Verification confirms that $\mathbf{G}\mathbf{F}_p^0 + \mathbf{F}_0 \approx \mathbf{0}$ and each force lies within its friction cone ($\sqrt{F_{ix}^2+F_{iy}^2} – \mu F_{iz} < 0$). However, these initial forces are often near the friction cone boundary, offering minimal robustness against disturbances. To enhance stability, we introduce a stability margin coefficient $\lambda > 1$ (here, $\lambda=1.2$) to tighten the friction cone constraint during optimization:
$$ \sqrt{F_{ix}^2 + F_{iy}^2} \le \frac{\mu_i}{\lambda} F_{iz} $$
Re-solving the optimization problem with this modified constraint yields the final, optimized contact forces:
$$
\begin{aligned}
\mathbf{F}_{P1} &= [-0.025,\ 0.1,\ 0.59]^T \text{ N} \\
\mathbf{F}_{P2} &= [0.075,\ 0.1,\ 0.54]^T \text{ N} \\
\mathbf{F}_{P3} &= [-0.05,\ 0.1,\ 0.46]^T \text{ N}
\end{aligned}
$$
Compared to the initial forces, the optimized set features increased normal force components ($F_{iz}$), thereby increasing the grasp’s stability margin and its ability to resist external disturbances. Crucially, a static analysis using Equation (5) confirms that these optimized contact forces are achievable within the operable joint angle ranges of the dexterous robotic hand and its available joint driving torques, validating the physical realizability of the planned grasp.
Conclusion
This work presented the comprehensive design and analysis of a novel three-fingered dexterous robotic hand. We began with the mechanical design, focusing on a compact and highly flexible fully-actuated architecture, including configuration, component layout, and part selection, culminating in a detailed 3D model. A dynamic mathematical model for a single finger was established using the Lagrange method. Numerical analysis of the dynamic equations in MATLAB produced theoretical joint torque curves. Concurrently, a virtual prototype of the dexterous robotic hand was built in ADAMS for simulation, yielding joint torque, velocity, and displacement curves. The smooth nature of these curves demonstrated the合理性 of the structural design. The close agreement between the theoretical and simulated torque curves validated the correctness of the dynamic analysis.

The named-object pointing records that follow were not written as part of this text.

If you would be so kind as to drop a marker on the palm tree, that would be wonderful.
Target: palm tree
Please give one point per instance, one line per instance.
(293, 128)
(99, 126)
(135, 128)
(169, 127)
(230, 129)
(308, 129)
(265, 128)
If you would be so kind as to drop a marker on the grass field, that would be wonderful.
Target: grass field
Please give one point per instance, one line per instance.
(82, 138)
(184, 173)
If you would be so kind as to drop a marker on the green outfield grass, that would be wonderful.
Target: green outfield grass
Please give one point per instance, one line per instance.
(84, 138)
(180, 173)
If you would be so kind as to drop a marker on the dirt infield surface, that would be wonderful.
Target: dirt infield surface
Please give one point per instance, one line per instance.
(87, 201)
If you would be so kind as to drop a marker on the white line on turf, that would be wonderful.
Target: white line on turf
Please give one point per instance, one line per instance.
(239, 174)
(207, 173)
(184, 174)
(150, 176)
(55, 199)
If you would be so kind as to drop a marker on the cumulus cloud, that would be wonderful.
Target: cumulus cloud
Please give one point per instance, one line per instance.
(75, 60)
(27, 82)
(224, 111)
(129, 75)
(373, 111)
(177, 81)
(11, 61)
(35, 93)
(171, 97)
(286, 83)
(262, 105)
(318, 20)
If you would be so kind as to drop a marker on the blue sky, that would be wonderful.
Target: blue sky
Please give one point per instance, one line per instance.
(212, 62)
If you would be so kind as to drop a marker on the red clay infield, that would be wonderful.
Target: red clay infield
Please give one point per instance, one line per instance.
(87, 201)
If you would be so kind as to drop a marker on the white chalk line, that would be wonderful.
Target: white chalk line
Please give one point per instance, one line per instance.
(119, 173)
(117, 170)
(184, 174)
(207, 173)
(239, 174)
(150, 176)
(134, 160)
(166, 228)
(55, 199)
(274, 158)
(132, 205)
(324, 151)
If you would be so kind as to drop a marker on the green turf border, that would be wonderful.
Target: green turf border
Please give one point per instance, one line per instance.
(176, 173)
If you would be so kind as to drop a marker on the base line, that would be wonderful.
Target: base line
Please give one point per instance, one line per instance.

Furthermore, we addressed the critical problem of grasp force planning. A method based on Lagrange multipliers was implemented to efficiently compute an initial set of feasible contact forces satisfying frictional constraints. This initial solution was then optimized by incorporating a stability margin coefficient to produce a robust set of grasping forces. The entire process accounted for the constraints imposed by the dexterous robotic hand‘s joint actuators, ensuring the planned forces are not only optimal for stability but also physically realizable by the hardware. This integrated approach, combining innovative mechanical design with rigorous modeling and practical force planning, contributes a valuable reference for the development and control of future dexterous robotic hand systems.